Predictive clustering trees (PCTs) are tree structured models that generalize decision trees. Key properties of PCTs are that i) they can be used to predict many or all attributes of an example at once (multi-target), ii) they can be applied to a wide range of prediction tasks (classiﬁcation and regression) and iii) they can work with examples represented by means of a complex representation (Džeroski et al, 2007), which is achieved by plugging in a suitable distance metric for the task at hand. PCTs were ﬁrst implemented in the context of First-Order logical decision trees, in the system TILDE (Blockeel, 1998), where relational descriptions of the examples are used. The most known implementation of PCTs, however, is the one that uses attribute-value descriptions of the examples and is implemented in the predictive clustering framework of the CLUS system (Blockeel and Struyf, 2002). The CLUS system is available for download at http://sourceforge.net/projects/clus/.

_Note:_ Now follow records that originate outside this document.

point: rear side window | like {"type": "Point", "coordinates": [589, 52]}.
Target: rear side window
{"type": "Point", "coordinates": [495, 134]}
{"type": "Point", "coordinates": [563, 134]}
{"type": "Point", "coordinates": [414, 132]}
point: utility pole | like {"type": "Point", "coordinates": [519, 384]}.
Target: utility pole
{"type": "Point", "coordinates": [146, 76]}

Here, we extend the predictive clustering framework to work in the context of autocorrelated data.

For such data the independence assumption which typically underlies machine learning methods and multivariate statistics, is no longer valid. Namely, the autocorrelation phenomenon directly violates the assumption that the data instances are drawn independent from each other from an identical distribution (i.i.d.). At the same time, it offers the unique opportunity to improve the performance of predictive models which would take it into account.

Autocorrelation is very common in nature and has been investigated in different ﬁelds, from statistics and time-series analysis, to signal-processing and music recordings. Here we acknowledge the existence of four different types of autocorrelation: spatial, temporal, spatio-temporal and network (relational) autocorrelation, describing the existing autocorrelation measures and the data analysis methods that consider them. However, in the development of the proposed algorithms, we focus on spatial autocorrelation and network autocorrelation. In addition, we also deal with the complex case of predicting structured targets (outputs), where network autocorrelation is considered.

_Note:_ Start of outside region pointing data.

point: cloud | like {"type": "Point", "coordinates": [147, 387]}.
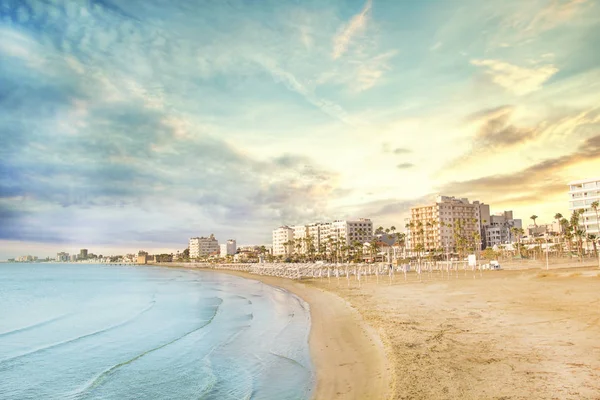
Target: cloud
{"type": "Point", "coordinates": [531, 184]}
{"type": "Point", "coordinates": [518, 80]}
{"type": "Point", "coordinates": [554, 14]}
{"type": "Point", "coordinates": [344, 37]}
{"type": "Point", "coordinates": [401, 150]}
{"type": "Point", "coordinates": [496, 131]}
{"type": "Point", "coordinates": [371, 70]}
{"type": "Point", "coordinates": [436, 46]}
{"type": "Point", "coordinates": [292, 83]}
{"type": "Point", "coordinates": [405, 166]}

In the PCT framework (Blockeel, 1998), a tree is viewed as a hierarchy of clusters: the top-node contains all the data, which is recursively partitioned into smaller clusters while moving down the tree.

This structure allows us to estimate and exploit the effect of autocorrelation in different ways at different nodes of the tree. In this way, we are able to deal with non-stationarity autocorrelation, i.e., autocorrelation which may change its effects over space/networks structure.

PCTs are learned by extending the heuristics functions used in tree induction to include the spatial/network autocorrelation. In this way, we obtain predictive models that are able to deal with autocorrelated data. More speciﬁcally, beside maximizing the variance reduction which minimizes the intra-cluster distance in the class labels associated to examples, we also maximize cluster homogeneity in terms of autocorrelation at the same time doing the evaluation of candidate splits for adding a new node to the tree. This results in improved predictive performance of the obtained models and in smother predictions.